L'ALENA est menacé par un vent protectionniste soufflant de plus en plus fort en provenance des États-Unis, a déploré mercredi le premier ministre Jean Charest.
Pour éviter le pire, soit une réécriture plus contraignante des termes de l'accord, il entend donc prendre son bâton de pèlerin, dès l'élection du futur président des États-Unis, en novembre, pour plaider sa cause chez les Américains.
M. Charest est au Mexique en vue de participer à une conférence internationale de trois jours, NASCO, visant principalement à accroître les échanges commerciaux entre les États de toute l'Amérique du nord.
En marge de l'ouverture des travaux, mercredi matin, le premier ministre Charest s'est livré, en point de presse, à un vibrant plaidoyer en faveur de l'Accord de libre-échange nord-américain (ALENA), tout en égratignant au passage les politiciens américains, incluant les candidats à la présidence, qui se font de plus en plus nombreux à proposer de revoir à la baisse les termes de l'accord.
En ce sens, M. Charest s'est montré très inquiet des changements de politique qui pourraient survenir à ce chapitre, à la Maison-Blanche, au lendemain de l'élection du futur président des États-Unis, surtout s'il est démocrate.
Car le "réflexe protectionniste très fort" qu'on peut observer présentement chez la classe politique américaine est "encore plus fort chez les démocrates que ce que nous entendons chez les républicains".
Déjà présent au congrès, le courant anti-libre-échange essaime désormais jusque chez les gouverneurs des États, comme en Pennsylvanie et en Ohio, a-t-il noté.
Chose certaine, dans ce contexte, il indique ne pas avoir l'intention de rester les bras croisés.
"Il faut être stratégique. D'abord, je pense qu'il faut donner la réplique", a dit M. Charest, en faisant valoir que les Américains y trouvaient leur compte depuis la signature de l'entente, en termes d'emplois créés et surtout de garantie d'accès au gaz et au pétrole du Canada.

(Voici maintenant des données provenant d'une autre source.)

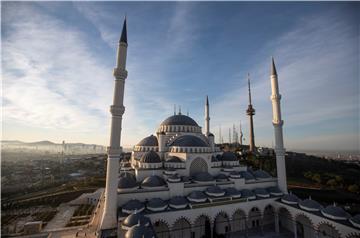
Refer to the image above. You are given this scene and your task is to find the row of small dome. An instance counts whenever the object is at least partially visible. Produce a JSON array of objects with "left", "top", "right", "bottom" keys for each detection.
[
  {"left": 118, "top": 169, "right": 272, "bottom": 189},
  {"left": 122, "top": 186, "right": 283, "bottom": 214},
  {"left": 134, "top": 150, "right": 238, "bottom": 163},
  {"left": 281, "top": 193, "right": 360, "bottom": 228}
]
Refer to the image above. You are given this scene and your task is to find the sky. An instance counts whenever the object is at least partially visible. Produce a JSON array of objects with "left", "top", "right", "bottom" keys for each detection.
[{"left": 1, "top": 2, "right": 360, "bottom": 151}]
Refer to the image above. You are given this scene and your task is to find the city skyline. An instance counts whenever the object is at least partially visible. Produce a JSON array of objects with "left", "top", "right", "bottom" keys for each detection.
[{"left": 2, "top": 2, "right": 359, "bottom": 150}]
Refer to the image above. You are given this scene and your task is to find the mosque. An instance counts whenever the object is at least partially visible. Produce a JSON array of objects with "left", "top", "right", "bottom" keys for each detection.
[{"left": 99, "top": 19, "right": 360, "bottom": 238}]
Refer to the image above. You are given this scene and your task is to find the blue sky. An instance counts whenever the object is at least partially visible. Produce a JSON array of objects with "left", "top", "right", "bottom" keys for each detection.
[{"left": 1, "top": 2, "right": 360, "bottom": 150}]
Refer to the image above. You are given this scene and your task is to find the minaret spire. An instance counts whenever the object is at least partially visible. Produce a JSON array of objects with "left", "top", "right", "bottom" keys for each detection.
[
  {"left": 101, "top": 16, "right": 127, "bottom": 229},
  {"left": 246, "top": 73, "right": 255, "bottom": 152},
  {"left": 270, "top": 58, "right": 287, "bottom": 193},
  {"left": 205, "top": 95, "right": 210, "bottom": 136}
]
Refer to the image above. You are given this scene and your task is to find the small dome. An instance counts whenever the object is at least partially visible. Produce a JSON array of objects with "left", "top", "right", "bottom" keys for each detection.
[
  {"left": 136, "top": 135, "right": 159, "bottom": 146},
  {"left": 349, "top": 214, "right": 360, "bottom": 228},
  {"left": 215, "top": 174, "right": 228, "bottom": 182},
  {"left": 254, "top": 188, "right": 270, "bottom": 198},
  {"left": 119, "top": 172, "right": 136, "bottom": 181},
  {"left": 118, "top": 177, "right": 137, "bottom": 189},
  {"left": 170, "top": 135, "right": 209, "bottom": 147},
  {"left": 240, "top": 171, "right": 255, "bottom": 180},
  {"left": 141, "top": 175, "right": 166, "bottom": 187},
  {"left": 122, "top": 213, "right": 150, "bottom": 229},
  {"left": 169, "top": 196, "right": 188, "bottom": 209},
  {"left": 299, "top": 199, "right": 321, "bottom": 212},
  {"left": 225, "top": 188, "right": 241, "bottom": 198},
  {"left": 168, "top": 174, "right": 181, "bottom": 183},
  {"left": 281, "top": 193, "right": 300, "bottom": 205},
  {"left": 140, "top": 150, "right": 161, "bottom": 163},
  {"left": 166, "top": 156, "right": 183, "bottom": 163},
  {"left": 193, "top": 172, "right": 214, "bottom": 182},
  {"left": 146, "top": 198, "right": 167, "bottom": 211},
  {"left": 122, "top": 199, "right": 145, "bottom": 214},
  {"left": 267, "top": 187, "right": 283, "bottom": 196},
  {"left": 187, "top": 191, "right": 207, "bottom": 202},
  {"left": 241, "top": 189, "right": 256, "bottom": 200},
  {"left": 321, "top": 205, "right": 350, "bottom": 220},
  {"left": 205, "top": 186, "right": 225, "bottom": 197},
  {"left": 253, "top": 169, "right": 271, "bottom": 179},
  {"left": 125, "top": 225, "right": 155, "bottom": 238},
  {"left": 222, "top": 151, "right": 237, "bottom": 161},
  {"left": 161, "top": 114, "right": 199, "bottom": 126}
]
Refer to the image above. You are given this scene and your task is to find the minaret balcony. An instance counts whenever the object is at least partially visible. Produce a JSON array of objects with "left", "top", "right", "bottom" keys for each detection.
[{"left": 113, "top": 68, "right": 128, "bottom": 79}]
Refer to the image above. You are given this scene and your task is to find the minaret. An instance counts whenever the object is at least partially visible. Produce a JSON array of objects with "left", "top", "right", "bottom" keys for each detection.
[
  {"left": 101, "top": 18, "right": 128, "bottom": 229},
  {"left": 239, "top": 121, "right": 243, "bottom": 145},
  {"left": 270, "top": 58, "right": 287, "bottom": 193},
  {"left": 205, "top": 95, "right": 210, "bottom": 136},
  {"left": 246, "top": 73, "right": 255, "bottom": 152}
]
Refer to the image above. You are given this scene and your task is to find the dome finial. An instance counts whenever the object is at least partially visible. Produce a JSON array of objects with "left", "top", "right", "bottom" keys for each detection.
[{"left": 271, "top": 56, "right": 277, "bottom": 75}]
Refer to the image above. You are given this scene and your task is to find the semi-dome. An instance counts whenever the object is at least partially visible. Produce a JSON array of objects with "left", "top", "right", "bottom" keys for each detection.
[
  {"left": 146, "top": 198, "right": 167, "bottom": 212},
  {"left": 141, "top": 175, "right": 166, "bottom": 188},
  {"left": 161, "top": 114, "right": 199, "bottom": 126},
  {"left": 267, "top": 187, "right": 284, "bottom": 196},
  {"left": 321, "top": 205, "right": 350, "bottom": 220},
  {"left": 240, "top": 171, "right": 255, "bottom": 180},
  {"left": 140, "top": 150, "right": 161, "bottom": 163},
  {"left": 166, "top": 156, "right": 183, "bottom": 163},
  {"left": 281, "top": 193, "right": 300, "bottom": 205},
  {"left": 221, "top": 151, "right": 237, "bottom": 161},
  {"left": 349, "top": 214, "right": 360, "bottom": 228},
  {"left": 169, "top": 196, "right": 188, "bottom": 209},
  {"left": 122, "top": 213, "right": 150, "bottom": 230},
  {"left": 193, "top": 172, "right": 214, "bottom": 182},
  {"left": 136, "top": 135, "right": 159, "bottom": 146},
  {"left": 254, "top": 188, "right": 270, "bottom": 198},
  {"left": 122, "top": 199, "right": 145, "bottom": 214},
  {"left": 170, "top": 135, "right": 209, "bottom": 147},
  {"left": 118, "top": 176, "right": 137, "bottom": 189},
  {"left": 215, "top": 174, "right": 228, "bottom": 182},
  {"left": 125, "top": 225, "right": 155, "bottom": 238},
  {"left": 225, "top": 187, "right": 241, "bottom": 198},
  {"left": 241, "top": 189, "right": 256, "bottom": 200},
  {"left": 187, "top": 191, "right": 207, "bottom": 202},
  {"left": 299, "top": 199, "right": 321, "bottom": 212},
  {"left": 205, "top": 186, "right": 225, "bottom": 197},
  {"left": 253, "top": 169, "right": 271, "bottom": 179}
]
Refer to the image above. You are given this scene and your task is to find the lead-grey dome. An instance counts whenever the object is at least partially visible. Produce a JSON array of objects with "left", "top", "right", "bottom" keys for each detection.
[
  {"left": 281, "top": 193, "right": 300, "bottom": 205},
  {"left": 118, "top": 176, "right": 137, "bottom": 189},
  {"left": 122, "top": 213, "right": 150, "bottom": 228},
  {"left": 221, "top": 151, "right": 237, "bottom": 161},
  {"left": 140, "top": 150, "right": 161, "bottom": 163},
  {"left": 321, "top": 205, "right": 350, "bottom": 220},
  {"left": 193, "top": 172, "right": 214, "bottom": 182},
  {"left": 136, "top": 135, "right": 159, "bottom": 146},
  {"left": 161, "top": 114, "right": 199, "bottom": 126},
  {"left": 253, "top": 169, "right": 271, "bottom": 179},
  {"left": 125, "top": 225, "right": 155, "bottom": 238},
  {"left": 170, "top": 135, "right": 209, "bottom": 147},
  {"left": 141, "top": 175, "right": 166, "bottom": 187},
  {"left": 299, "top": 199, "right": 321, "bottom": 211}
]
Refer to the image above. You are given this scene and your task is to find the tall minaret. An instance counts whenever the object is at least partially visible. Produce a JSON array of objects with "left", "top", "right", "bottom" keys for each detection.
[
  {"left": 101, "top": 18, "right": 128, "bottom": 229},
  {"left": 239, "top": 121, "right": 243, "bottom": 145},
  {"left": 205, "top": 95, "right": 210, "bottom": 136},
  {"left": 246, "top": 73, "right": 255, "bottom": 152},
  {"left": 270, "top": 58, "right": 287, "bottom": 193}
]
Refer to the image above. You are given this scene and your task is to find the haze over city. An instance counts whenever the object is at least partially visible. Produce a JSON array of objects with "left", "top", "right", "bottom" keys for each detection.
[{"left": 2, "top": 2, "right": 359, "bottom": 151}]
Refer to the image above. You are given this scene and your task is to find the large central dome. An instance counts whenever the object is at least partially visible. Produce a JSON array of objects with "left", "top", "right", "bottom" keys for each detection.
[{"left": 161, "top": 114, "right": 199, "bottom": 126}]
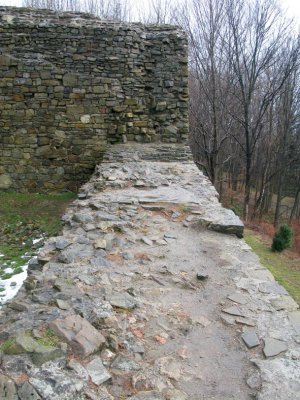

"Il faut, après l'élection du prochain président, rapidement prendre le ballon au vol pour défendre l'ALENA et s'assurer qu'on puisse la renforcer, non pas la diminuer", a-t-il ajouté, prêt à en découdre avec les élus américains.
Il est aussi revenu à la charge pour rappeler l'importance, pour le Québec, de "diversifier nos marchés", dans un contexte où la très grande majorité des exportations du Québec filent vers les États-Unis.
Cette assertion vaut particulièrement en période de ralentissement économique, comme c'est le cas actuellement, a-t-il noté.
De son côté, le gouverneur de l'État du Nuevo Leon au Mexique, José Natividad Gonzales Parras, a soutenu que la prochaine conférence NASCO, en juin 2009, qui se tiendra à Québec, "sera très importante pour le futur de l'ALENA aussi bien que pour les bonnes relations des pays de l'Amérique du nord", a-t-il dit, en français, lors du point de presse conjoint avec le premier ministre Charest.
Le Canada était représenté à la conférence par deux premiers ministres, l'autre étant Gary Doer, du Manitoba, un autre fervent partisan du libre-échange.
En point de presse, M. Doer s'est montré cependant moins inquiet que son homologue québécois.
Il a dit qu'il fallait se montrer enthousiaste à l'idée de défendre l'accord et ses avantages, en faisant preuve d'assurance, de confiance en soi, rejetant d'emblée tout discours "négatif".
Son ton optimiste cadrait un peu mal cependant avec le déroulement de la conférence comme tel, qui a connu bien des ratés, sur le plan logistique, notamment, et de la qualité des invités, durant cette première journée de travaux.
La pire déconvenue a été l'absence du président du pays, Felipe Calderon, qui s'est décommandé à la dernière minute. M. Calderon devait présenter le discours d'ouverture de la conférence, mais s'est fait remplacer par sa ministre de l'Énergie.
Il devait aussi s'entretenir avec quelques-uns des leaders politiques présents, dont le premier ministre Charest.
Ce dernier doit prononcer le discours de clôture de la conférence, vendredi après-midi.
La conférence NASCO (un organisme sans but lucratif créé en 1994) attire quelque 400 personnes, décideurs économiques et politiques canadiens, américains et mexicains.
Sauf qu'aucun gouverneur d'un État américain n'y est présent et seulement cinq des 32 États mexicains.